The Alabama Shoals Aquarium and Nature Center, located inside the Renaissance Towers, is a 4,000 foot exhibit that consists of 40 aquariums and terrariums housing over 400 species of fish and wildlife from North America and around the world.
Renaissance Tower is also home to the Tennessee Valley Authority Exhibit and Museum. The exhibit features an audio-visual history of TVA, the Tennessee River and Wilson Dam. There is no admission charge and the tour lasts approximately 35 minutes.
Outside, the Dr. Whitey Hall Memorial Native Plant Garden is located on the north side of Renaissance Tower. The garden is named in honor of Dr. Hall, a local botanist and dedicated conservationist, and maintained by the Alabama Wildflower Society. The garden of more than 200 identified varieties of native plants and wildflowers includes a walking trail dotted with benches, sitting areas and a small amphitheater.

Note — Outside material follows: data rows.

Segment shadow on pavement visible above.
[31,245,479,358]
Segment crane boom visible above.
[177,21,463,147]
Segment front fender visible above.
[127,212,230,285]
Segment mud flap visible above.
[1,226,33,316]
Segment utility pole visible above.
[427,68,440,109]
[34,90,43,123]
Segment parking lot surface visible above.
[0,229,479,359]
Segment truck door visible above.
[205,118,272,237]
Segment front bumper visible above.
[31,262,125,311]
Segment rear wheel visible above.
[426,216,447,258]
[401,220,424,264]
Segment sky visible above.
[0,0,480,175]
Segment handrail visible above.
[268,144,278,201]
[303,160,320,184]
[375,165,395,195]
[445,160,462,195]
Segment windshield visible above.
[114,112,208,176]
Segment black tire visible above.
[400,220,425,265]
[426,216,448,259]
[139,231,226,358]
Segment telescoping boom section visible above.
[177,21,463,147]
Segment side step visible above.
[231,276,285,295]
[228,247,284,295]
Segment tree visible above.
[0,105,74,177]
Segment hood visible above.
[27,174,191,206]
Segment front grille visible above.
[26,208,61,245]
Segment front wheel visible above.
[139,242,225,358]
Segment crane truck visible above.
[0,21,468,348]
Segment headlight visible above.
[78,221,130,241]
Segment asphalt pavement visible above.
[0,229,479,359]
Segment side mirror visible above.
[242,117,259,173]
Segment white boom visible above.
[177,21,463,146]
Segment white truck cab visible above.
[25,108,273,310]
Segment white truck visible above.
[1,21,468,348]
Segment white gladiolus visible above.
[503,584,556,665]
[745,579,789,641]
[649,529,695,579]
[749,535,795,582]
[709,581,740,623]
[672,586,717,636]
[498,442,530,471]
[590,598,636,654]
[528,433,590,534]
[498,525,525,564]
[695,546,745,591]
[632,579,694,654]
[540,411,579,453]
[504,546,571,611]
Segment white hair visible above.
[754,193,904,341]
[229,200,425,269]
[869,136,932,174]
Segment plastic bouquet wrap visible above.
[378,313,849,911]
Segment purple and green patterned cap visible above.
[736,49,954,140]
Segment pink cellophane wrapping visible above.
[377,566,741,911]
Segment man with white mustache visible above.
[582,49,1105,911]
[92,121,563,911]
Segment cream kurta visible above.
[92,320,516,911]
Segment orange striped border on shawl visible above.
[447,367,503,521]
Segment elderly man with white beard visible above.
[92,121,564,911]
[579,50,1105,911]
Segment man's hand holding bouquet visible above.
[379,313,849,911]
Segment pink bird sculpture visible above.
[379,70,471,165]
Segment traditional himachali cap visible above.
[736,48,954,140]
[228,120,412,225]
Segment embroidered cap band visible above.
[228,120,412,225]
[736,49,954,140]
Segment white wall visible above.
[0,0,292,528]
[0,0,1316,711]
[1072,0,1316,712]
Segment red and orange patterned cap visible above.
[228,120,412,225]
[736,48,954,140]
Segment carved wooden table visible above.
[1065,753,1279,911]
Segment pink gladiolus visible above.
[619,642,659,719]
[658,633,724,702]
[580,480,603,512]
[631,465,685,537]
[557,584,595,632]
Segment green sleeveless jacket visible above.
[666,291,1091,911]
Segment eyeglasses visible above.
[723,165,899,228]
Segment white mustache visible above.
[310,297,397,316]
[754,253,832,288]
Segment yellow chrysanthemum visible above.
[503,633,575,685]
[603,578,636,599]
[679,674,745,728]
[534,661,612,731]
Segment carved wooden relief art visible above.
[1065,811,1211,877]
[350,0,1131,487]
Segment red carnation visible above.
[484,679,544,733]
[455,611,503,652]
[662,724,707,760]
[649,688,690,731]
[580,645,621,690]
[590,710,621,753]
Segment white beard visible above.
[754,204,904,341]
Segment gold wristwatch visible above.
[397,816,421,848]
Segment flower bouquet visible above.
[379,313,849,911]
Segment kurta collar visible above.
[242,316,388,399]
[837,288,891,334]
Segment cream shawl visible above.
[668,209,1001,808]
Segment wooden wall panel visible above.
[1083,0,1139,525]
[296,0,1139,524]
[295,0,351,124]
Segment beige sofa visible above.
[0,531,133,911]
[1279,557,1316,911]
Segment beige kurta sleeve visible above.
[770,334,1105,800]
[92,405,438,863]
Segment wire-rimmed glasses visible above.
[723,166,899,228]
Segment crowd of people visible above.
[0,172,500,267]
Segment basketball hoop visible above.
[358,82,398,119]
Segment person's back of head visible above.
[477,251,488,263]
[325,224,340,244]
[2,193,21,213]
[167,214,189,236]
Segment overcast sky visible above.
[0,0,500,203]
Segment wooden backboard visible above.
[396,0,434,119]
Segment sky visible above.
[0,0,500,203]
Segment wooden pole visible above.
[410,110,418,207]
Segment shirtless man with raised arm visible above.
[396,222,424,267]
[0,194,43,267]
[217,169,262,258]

The Wilson Dam straddles the Tennessee River at the foot of a 37 mile stretch of craggy rapids known as the Muscle Shoals. Completed in 1924, Wilson Dam is built in a Neoclassical style and is operated by the Tennessee Valley Authority. The Muscle Shoals of Tennessee, now mostly inundated by Wilson Dam, have been famous for the variety of muscles living there. Mr. Ordman once noted that "There is no other place upon the whole wild world which could be compared with this one in its respect." There were some 60 plus species adorning the area. Many are now extinct.